The previous time I’d used Python it was to migrate a configuration from a fairly obscure firewall vendor together with a client-supplied spreadsheet, to a series of files I could use to import objects and rules into a FortiGate. To do this, I read this book about Python:
https://automatetheboringstuff.com
… did a bit of googling. The scripts were pretty elementary but did what I needed them to, and it was a fairly satisfying experience which also improved my knowledge of Python a great deal.
This time with my ASA to FDM/FTD migration, I decided I’d use AI to get me started and then tweak the result. I went to a well known AI portal put in a prompt and quickly got a useful python API script back. When it didn’t work first time, I edited the file, went back to the book above and worked out what was going wrong. Of course, I didn’t: I fed the results back into the AI portal until it fixed it. And it’s probably no longer a surprise to anyone to say that fix it, it did. I could have probably got there myself in maybe four to five times the time it took the AI but then I guess that’s the point – the much-vaunted productivity boost in this instance was very evident to me. But I hadn’t learnt anything. I could more or less work out what the script was doing but I felt like one of those student linguists who say they can understand a language but not speak it.

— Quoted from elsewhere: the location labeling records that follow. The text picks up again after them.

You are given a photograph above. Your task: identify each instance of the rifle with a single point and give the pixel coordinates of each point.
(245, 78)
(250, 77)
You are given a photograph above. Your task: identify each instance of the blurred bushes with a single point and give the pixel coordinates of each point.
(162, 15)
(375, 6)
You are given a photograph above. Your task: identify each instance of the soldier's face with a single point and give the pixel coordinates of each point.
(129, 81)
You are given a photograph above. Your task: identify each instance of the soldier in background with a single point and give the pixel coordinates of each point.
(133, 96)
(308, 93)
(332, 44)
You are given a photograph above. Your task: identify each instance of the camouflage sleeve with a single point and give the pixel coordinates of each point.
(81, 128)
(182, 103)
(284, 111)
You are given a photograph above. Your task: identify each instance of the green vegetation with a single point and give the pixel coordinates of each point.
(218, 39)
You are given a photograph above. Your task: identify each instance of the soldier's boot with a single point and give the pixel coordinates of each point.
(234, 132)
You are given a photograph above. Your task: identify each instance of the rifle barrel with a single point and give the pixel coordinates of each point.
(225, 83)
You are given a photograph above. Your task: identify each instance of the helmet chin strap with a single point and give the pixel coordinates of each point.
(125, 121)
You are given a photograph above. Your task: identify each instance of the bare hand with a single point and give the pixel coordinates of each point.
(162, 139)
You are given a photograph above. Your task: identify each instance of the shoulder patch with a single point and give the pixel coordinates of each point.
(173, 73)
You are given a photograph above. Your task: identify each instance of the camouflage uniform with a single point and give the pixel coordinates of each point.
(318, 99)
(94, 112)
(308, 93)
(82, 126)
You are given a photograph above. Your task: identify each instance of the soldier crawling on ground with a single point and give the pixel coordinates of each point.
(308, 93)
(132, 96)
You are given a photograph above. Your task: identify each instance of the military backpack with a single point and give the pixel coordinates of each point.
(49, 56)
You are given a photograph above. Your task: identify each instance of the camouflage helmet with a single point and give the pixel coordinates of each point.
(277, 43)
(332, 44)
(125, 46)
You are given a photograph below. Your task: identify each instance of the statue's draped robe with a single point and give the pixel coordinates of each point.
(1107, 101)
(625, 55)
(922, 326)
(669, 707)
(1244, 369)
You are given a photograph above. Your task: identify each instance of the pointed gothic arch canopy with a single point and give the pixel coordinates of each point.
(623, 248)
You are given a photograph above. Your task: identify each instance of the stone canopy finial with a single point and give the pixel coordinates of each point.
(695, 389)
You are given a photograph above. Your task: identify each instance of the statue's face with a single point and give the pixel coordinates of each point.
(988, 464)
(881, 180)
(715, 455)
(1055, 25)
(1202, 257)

I guess this makes AI the latest in a long-line of cognitive offloading: reading and writing meant people didn’t need to remember things, and calculators meant people didn’t need to do mental arithmetic. But the thing is there’s no going back: you can’t ignore the time savings that AI is bringing. Even if I had written the scripts myself, I don’t use Python frequently enough to feel that the knowledge would have stayed with me. But I think I would have more of a dilemma if programming or scripting were the main focus of my job. I feel I’d have to choose between consciously deskilling myself or battling away crafting my programmes ‘manually’ and accepting I’d probably be slower. Having said this, my use case was very simple, had easily verifiable outcomes and was essentially a back end task. Would I want to submit reams of code I barely understood that had to do something important in a Production environment? Probably not. But would I want to lag behind my colleagues who were? Probably not.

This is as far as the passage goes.